I started 2015 depressed. I wanted so much in 2014 I didn’t get and I entered the new year angry at God. But I was passive also. Being a believer sorta from birth, d sense that I’ll be alright never leaves. So I knew I’ll be alright.
But I wasn’t in d way I wanted. I wanted 3 major miracles in terms of my health and I refused to go to a hospital till I was dragged. I was disappointed when what I prayed for didn’t happen. I tapped into his word, his prophesies, I sowed. I was mad again. At God again. I gave up on living by faith and instead believed in works. I was self righteous and arrogant. I mean, those runs girls and unbelievers keep getting it right, keep getting paid. But guess what? Of course he proved me wrong ☺☺. I ended 2015 with mixed feelings.
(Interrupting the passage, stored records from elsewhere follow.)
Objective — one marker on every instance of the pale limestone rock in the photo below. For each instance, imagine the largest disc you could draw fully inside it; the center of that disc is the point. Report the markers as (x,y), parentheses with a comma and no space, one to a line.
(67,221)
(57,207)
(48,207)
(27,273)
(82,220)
There were the good times. This blog being one of them. I started my masters, while working, it is frigging tough but I’m halfway through yipee. I lost the dude who I thought was to be the love of my life, I was even dealt another blow on top when I heard he was engaged. But guess what? What isn’t meant for you isn’t meant for you. God saved me from that. I started my business, Hephie Brown fashion accessories. I opened up my heart to people, I made friends, I had meaningful, deep, sincere relationships I never knew I could. I grew. And I grew strong.
I don’t believe in new year resolutions and stuff, I believe in milestones and goals attached to dates, and I will achieve them this year. Hopefully before I give up on everything.